You'll be heading Sony Pictures' global information technology group, responsible for fully integrating the information systems that support SPE's motion picture, television, home entertainment and corporate-level operations. What's key to your strategy?
It's a tad too early to talk about everything just yet. I just got here. But digital rights management will be one of the priorities. We will continue many initiatives already under way and we will also be investigating DRM policies and initiatives.
DRM includes the rules and protective mechanisms for the exploitation of content. In other words, you can protect content and only allow assets when people abide by a set of rules that have been specified. Typically, the content owner specifies the rules, or it could be specified by people who the content owner gives permission to specify new rules, so it can be a layered rule approach. Basically, these rules are designed to support various business modelsfor example, a business model might be a pay-per-view, or another business model might be that you own it, but it's only good for viewing on a particular device, or it can be for an unlimited use. These are all different business models that content owners and the retailers, or the distribution industry, will adopt.

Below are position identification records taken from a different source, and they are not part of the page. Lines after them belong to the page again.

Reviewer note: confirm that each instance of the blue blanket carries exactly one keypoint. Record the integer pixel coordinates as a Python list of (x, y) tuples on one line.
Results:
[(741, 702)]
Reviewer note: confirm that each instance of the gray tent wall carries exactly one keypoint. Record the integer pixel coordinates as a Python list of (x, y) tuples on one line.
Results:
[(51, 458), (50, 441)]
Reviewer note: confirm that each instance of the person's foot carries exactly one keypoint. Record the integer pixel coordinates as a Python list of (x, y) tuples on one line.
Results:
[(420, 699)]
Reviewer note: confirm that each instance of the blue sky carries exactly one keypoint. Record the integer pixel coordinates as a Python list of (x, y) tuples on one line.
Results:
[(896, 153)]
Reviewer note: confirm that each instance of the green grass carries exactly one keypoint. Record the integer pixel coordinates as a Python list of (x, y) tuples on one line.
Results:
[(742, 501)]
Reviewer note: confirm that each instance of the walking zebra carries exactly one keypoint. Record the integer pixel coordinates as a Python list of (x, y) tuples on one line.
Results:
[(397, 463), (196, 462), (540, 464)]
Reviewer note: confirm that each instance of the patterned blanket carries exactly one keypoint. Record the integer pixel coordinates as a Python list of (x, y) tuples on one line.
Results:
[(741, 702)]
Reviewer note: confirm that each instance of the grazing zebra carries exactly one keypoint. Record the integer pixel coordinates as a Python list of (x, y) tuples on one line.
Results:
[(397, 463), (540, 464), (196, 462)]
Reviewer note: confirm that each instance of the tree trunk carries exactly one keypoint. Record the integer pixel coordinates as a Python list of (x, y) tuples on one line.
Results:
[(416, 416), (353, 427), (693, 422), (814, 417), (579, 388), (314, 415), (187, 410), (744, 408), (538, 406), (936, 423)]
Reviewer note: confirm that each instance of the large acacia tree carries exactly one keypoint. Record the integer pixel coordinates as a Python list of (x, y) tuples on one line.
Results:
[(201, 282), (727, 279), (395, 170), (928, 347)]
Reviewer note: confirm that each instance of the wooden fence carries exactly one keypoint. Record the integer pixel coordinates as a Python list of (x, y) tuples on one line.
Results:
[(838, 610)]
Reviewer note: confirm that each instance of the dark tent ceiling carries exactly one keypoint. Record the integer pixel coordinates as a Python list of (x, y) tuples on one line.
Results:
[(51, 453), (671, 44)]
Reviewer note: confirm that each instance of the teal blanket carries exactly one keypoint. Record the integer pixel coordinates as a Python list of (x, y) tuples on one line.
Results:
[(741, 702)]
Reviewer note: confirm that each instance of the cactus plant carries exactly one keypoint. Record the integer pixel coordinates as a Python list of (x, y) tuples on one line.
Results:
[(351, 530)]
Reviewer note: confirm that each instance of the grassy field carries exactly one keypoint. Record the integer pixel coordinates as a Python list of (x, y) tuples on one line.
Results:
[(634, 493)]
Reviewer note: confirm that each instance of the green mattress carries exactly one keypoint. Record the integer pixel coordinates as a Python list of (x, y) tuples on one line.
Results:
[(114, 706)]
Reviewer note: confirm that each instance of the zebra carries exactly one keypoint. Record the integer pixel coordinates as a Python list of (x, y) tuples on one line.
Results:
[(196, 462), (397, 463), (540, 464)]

You believe that XrML, the language developed by Xerox ContentGuard, will be the successful common platform for DRM in the entertainment industry. Why?
I think it will be one common way of expressing rights. It has a leg up on everybody because it's been adopted by Microsoft and it's a very rigorous language that allows for a lot of flexibility.
What needs to happen technologically to enable the digital distribution of movies and TV shows?
That's a hard question to answer. I think there will need to be a number of technologies further developed. For example, it's fine to say you have a rights language and it's another thing to say you have technologies that can interpret that rights language and enforce those rights before they allow unauthorized people to have access to content. Interpretation and enforcement is still a fairly complicated problem.
There's a lot of intellectual property out in the marketplace right now, or a lot of patents, if you will, which have been issued by the patent office on this subject, and it's not clear which technology providers are going to be stepping up to the plate and getting a license from the patent holders to develop the necessary technology. Microsoft, of course, is a major player. They are quite a ways down the line and are investing heavily in DRM technology.
I think the next three to five years are going to be very interesting and we're going to be addressing these issues of DRM head on. There's a new policy group that's just formed at Sony Pictures Entertainment that will be involved in figuring out where we stand on digital rights issues, and I hope to contribute to and help execute that effort in a meaningful way.